Therefore, the proposed change does not involve a significant
increase in the probability or consequences of an accident
previously evaluated.
2. Does the proposed change create the possibility of a new or
different kind of accident from any accident previously evaluated?
Response: No.
The proposed amendment does not involve a physical alteration of
any system, structure, or component (SSC), or a change in the way
any SSC is operated. The surveillance intervals of the level
instrumentation are currently evaluated for 30 months, which bounds
the requested interval extension. The proposed amendment does not
involve operation of any SSCs in a manner or configuration different
from those previously recognized or evaluated. No new failure
mechanisms will be introduced by the one-time surveillance extension
being requested.
Therefore, the proposed change does not create the possibility
of a new or different kind of accident from any previously
evaluated.
3. Does the proposed change involve a significant reduction in a
margin of safety?
Response: No.
The proposed amendment is a one-time extension of the
performance-interval of certain TS surveillance requirements.
Extending the surveillance requirements does not involve a
modification of any TS Limiting Conditions for Operation. Extending
the surveillance frequency does not involve a change to any limit on
accident consequences specified in the license or regulations.

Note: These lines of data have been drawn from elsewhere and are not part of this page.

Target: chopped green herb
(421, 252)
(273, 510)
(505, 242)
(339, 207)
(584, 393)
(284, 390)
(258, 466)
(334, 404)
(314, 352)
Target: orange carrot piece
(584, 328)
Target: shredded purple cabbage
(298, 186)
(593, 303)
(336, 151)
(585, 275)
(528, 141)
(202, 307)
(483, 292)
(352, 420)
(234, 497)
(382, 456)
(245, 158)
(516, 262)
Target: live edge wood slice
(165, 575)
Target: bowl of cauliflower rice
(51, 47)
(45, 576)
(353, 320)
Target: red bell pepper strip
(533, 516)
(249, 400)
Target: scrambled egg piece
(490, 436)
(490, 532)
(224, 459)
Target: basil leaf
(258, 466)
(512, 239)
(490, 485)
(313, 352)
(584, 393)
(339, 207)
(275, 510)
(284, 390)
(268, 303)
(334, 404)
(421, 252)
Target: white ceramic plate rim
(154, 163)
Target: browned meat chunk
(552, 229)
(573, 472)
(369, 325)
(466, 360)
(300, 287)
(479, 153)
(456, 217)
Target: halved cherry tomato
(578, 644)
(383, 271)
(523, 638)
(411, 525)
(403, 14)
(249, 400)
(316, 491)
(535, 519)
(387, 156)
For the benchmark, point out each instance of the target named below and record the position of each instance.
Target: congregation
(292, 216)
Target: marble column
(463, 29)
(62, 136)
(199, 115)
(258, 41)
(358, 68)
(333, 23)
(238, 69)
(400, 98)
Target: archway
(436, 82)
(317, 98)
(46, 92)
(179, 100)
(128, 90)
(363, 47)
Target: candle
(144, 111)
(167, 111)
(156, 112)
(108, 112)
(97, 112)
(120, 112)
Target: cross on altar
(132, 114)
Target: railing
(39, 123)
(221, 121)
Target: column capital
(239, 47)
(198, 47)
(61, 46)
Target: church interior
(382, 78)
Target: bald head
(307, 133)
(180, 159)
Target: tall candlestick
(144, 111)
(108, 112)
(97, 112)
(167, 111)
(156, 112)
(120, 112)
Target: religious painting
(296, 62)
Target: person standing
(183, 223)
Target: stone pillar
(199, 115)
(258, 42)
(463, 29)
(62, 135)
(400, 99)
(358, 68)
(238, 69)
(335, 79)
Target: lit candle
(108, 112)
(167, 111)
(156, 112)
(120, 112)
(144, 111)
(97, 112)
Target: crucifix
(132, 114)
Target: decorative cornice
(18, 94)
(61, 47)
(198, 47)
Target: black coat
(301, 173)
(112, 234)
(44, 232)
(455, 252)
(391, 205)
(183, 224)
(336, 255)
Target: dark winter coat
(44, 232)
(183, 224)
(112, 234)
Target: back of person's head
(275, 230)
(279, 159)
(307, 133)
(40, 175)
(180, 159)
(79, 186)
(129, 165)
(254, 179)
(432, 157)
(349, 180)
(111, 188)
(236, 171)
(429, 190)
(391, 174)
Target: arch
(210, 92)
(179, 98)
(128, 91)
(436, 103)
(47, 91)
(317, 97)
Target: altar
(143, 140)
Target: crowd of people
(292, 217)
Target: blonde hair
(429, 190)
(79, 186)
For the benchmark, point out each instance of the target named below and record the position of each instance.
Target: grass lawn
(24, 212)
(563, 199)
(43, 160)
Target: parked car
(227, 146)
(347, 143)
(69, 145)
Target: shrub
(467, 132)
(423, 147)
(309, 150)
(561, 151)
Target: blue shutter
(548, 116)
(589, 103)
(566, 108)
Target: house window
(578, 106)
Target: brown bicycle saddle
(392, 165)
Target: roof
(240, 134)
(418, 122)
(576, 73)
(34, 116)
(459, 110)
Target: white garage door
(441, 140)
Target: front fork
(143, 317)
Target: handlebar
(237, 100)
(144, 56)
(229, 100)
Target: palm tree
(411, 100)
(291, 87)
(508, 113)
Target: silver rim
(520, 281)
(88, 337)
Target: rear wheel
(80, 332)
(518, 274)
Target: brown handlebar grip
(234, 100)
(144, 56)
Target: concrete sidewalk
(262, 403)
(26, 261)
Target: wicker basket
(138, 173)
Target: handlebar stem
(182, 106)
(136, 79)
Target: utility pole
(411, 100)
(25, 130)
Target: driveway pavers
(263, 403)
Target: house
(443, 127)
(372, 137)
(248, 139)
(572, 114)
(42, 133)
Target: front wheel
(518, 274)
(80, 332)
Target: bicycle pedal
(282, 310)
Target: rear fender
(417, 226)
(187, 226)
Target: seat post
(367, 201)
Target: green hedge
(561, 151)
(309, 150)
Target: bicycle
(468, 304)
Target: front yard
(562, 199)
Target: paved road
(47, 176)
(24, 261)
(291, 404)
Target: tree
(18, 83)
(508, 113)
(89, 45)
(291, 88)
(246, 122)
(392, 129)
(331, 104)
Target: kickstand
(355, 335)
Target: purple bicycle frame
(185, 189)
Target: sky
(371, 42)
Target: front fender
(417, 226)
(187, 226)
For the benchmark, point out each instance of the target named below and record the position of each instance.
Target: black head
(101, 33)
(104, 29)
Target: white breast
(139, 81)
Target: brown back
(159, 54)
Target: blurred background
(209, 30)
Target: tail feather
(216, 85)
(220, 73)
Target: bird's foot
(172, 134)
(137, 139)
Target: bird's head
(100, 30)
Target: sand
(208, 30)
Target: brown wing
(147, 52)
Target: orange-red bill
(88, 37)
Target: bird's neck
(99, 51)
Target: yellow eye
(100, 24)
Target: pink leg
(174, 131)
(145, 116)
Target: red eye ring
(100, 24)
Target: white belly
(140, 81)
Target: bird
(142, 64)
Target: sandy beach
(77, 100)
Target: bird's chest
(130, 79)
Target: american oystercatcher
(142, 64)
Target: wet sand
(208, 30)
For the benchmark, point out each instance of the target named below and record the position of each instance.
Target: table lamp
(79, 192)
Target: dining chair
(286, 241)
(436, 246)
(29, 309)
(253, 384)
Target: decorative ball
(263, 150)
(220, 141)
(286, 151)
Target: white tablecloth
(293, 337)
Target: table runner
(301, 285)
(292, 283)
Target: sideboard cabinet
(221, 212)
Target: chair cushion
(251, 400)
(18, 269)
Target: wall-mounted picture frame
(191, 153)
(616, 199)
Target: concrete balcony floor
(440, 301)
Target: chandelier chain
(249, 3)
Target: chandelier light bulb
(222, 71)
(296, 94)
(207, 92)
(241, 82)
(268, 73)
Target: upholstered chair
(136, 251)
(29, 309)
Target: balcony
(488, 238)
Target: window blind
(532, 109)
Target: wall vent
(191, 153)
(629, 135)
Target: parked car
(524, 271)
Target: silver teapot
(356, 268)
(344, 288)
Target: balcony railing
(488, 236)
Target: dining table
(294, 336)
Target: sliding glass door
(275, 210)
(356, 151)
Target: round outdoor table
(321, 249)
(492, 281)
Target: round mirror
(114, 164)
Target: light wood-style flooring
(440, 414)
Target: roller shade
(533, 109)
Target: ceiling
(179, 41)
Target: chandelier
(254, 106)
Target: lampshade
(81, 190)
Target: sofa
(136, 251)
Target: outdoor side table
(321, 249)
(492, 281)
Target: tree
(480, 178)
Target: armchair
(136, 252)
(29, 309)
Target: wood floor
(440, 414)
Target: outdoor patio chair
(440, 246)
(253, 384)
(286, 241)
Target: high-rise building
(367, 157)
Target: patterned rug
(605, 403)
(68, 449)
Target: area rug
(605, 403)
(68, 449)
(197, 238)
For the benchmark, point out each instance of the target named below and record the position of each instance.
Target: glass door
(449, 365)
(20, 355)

Extending the surveillance frequency does not involve a change to
how accidents are mitigated or a significant increase in the
consequences of an accident. Extending the surveillance frequency
does not involve a change in a methodology used to evaluate
consequences of an accident. Extending the surveillance frequency
does not involve a change in any operating procedure or process. The
surveillance intervals of the level instrumentation are currently
evaluated for 30 months which bounds the requested interval
extension. The components involved in this request have exhibited
reliable operation based on the results of the most recent
performances of their 18-month surveillance requirements and the
associated functional surveillances.
Based on the limited additional period of time that the systems
and components will be in service before the surveillance is next
performed, as well as the operating experience that these
surveillances are typically successful when performed, it is
reasonable to conclude that the margin of safety associated with the
surveillance requirement will not be affected by the requested
extension.
Therefore, the proposed change does not involve a significant
reduction in a margin of safety.
The NRC staff has reviewed the licensee's analysis and, based on
this review, it appears that the three standards of 10 CFR 50.92(c) are
satisfied. Therefore, the NRC staff proposes to determine that the
amendment request involves no significant hazards consideration.
[[Page 4771]]
Attorney for licensee: Terence A. Burke, Associate General
Counsel--Nuclear Entergy Services, Inc., 1340 Echelon Parkway, Jackson,
Mississippi 39213.
NRC Branch Chief: Michael T. Markley.
Exelon Generation Company, LLC, Docket Nos. STN 50-456 and STN 50-457,
Braidwood Station, Units 1 and 2, Will County, Illinois
Docket Nos. STN 50-454 and STN 50-455, Byron Station, Unit Nos. 1
and 2, Ogle County, Illinois.
Date of amendment request: December 4, 2008.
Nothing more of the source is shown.